High Latency Through Gateway
Symptom: Connections through Firezone are slower than expected.
Fix: Firezone uses peer-to-peer connections by default. If direct connectivity isn’t possible, traffic routes through Firezone’s relay servers (TURN), adding latency. Check the connection type in the client app — if it shows “relayed,” the issue is NAT traversal. Deploying the gateway on a host with a public IP or enabling UPnP can help establish direct connections.
Gateway Keeps Restarting
Symptom: Container restarts repeatedly, logs show token or authentication errors.
Fix: Regenerate the gateway token in the admin portal. Tokens can be invalidated if you delete and recreate the Site, or if the token was generated for a different Site.
Resource Requirements
- RAM: ~50-128 MB per gateway depending on the number of connected clients
- CPU: Low — WireGuard is efficient. A single core handles hundreds of clients.
- Disk: <100 MB for the gateway itself
- Network: Outbound HTTPS to
api.firezone.dev. WireGuard traffic on UDP (port negotiated dynamically via control plane).
Verdict
Firezone occupies a unique niche: it brings enterprise-grade zero-trust access to self-hosters, but with a trade-off — the control plane is cloud-hosted. You can’t run the admin portal on your own server.
Choose Firezone if: You want granular, policy-based access control (specific users can access specific resources), built-in SSO/identity provider integration, and multi-site gateway management. It’s the best option for teams and organizations where access policies matter more than full infrastructure ownership.
Look elsewhere if: You want a fully self-hosted VPN with zero cloud dependencies. wg-easy gives you a simple WireGuard server with a web UI. Headscale gives you a self-hosted Tailscale control plane. NetBird offers a fully self-hostable zero-trust platform including the control plane.
For most home lab users who just need remote access to their services, Tailscale or wg-easy are simpler choices. Firezone shines when you need real access policies.

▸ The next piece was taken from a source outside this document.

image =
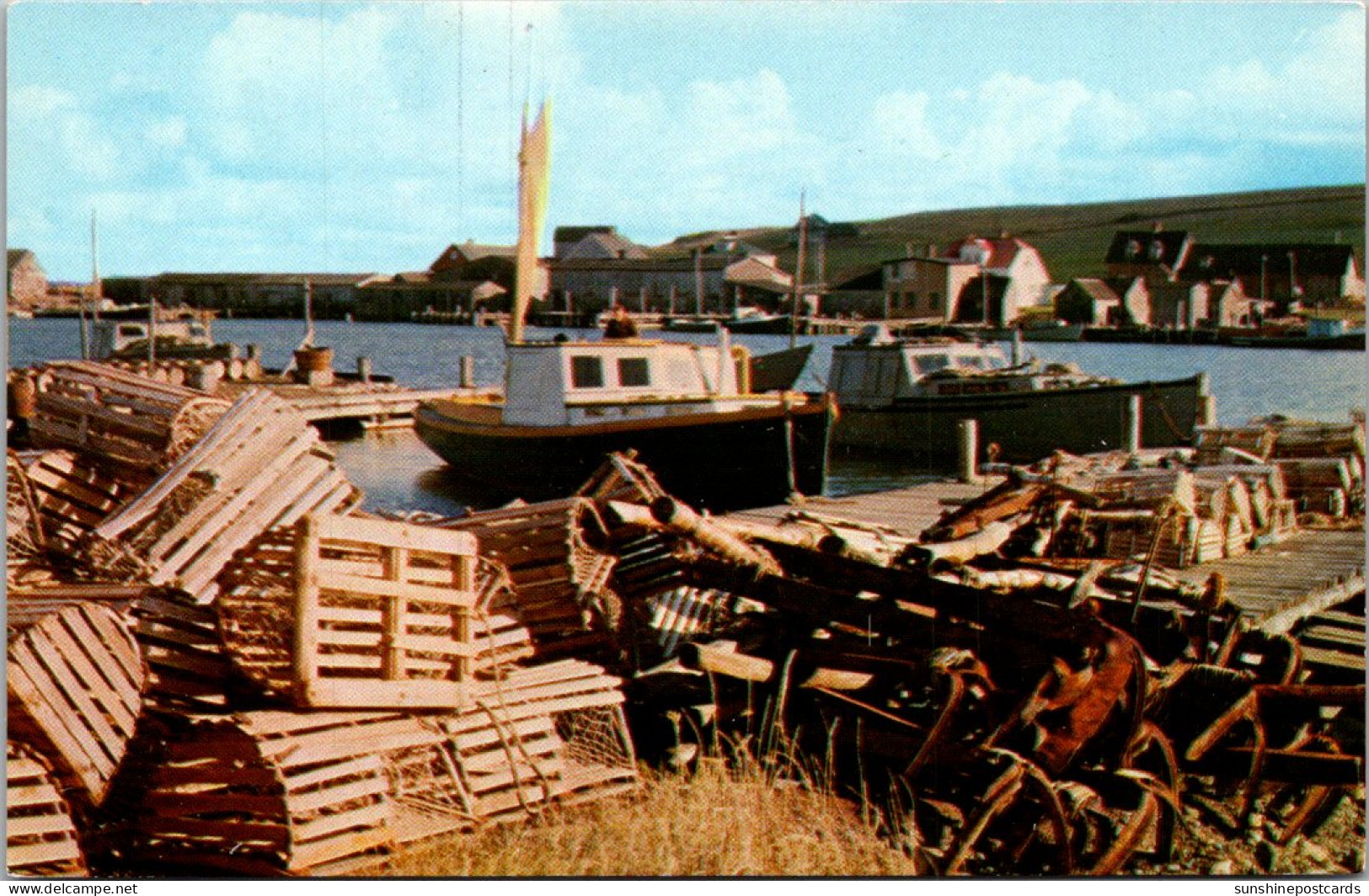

Frequently Asked Questions
Is Firezone fully self-hostable?
No. As of Firezone 1.x, the admin portal and control plane are cloud-managed services. You self-host the Gateways (the data plane). The source code is open and you can technically build the entire stack yourself, but it’s not officially supported for production self-hosting. If you need full self-hosting, look at NetBird or Headscale.
Is there a free tier?
Yes. Firezone offers a free tier that includes up to 6 users and basic features. Check firezone.dev/pricing for current limits.
How does Firezone compare to a traditional VPN?
Traditional VPNs grant full network access once connected. Firezone uses zero-trust principles — each resource requires explicit policy authorization. Traffic flows peer-to-peer and is encrypted end-to-end. There’s no central chokepoint like a traditional VPN gateway.
Can I use Firezone alongside other VPN solutions?
Yes. Firezone Gateways are isolated — they create their own WireGuard interfaces and don’t interfere with existing VPN setups. You can run Firezone alongside WireGuard or Tailscale on the same host.
What happens if Firezone’s cloud goes down?
Existing tunnels continue to work — the data plane is peer-to-peer. However, new connections and policy changes won’t propagate until the control plane is back. This is the inherent risk of the split architecture.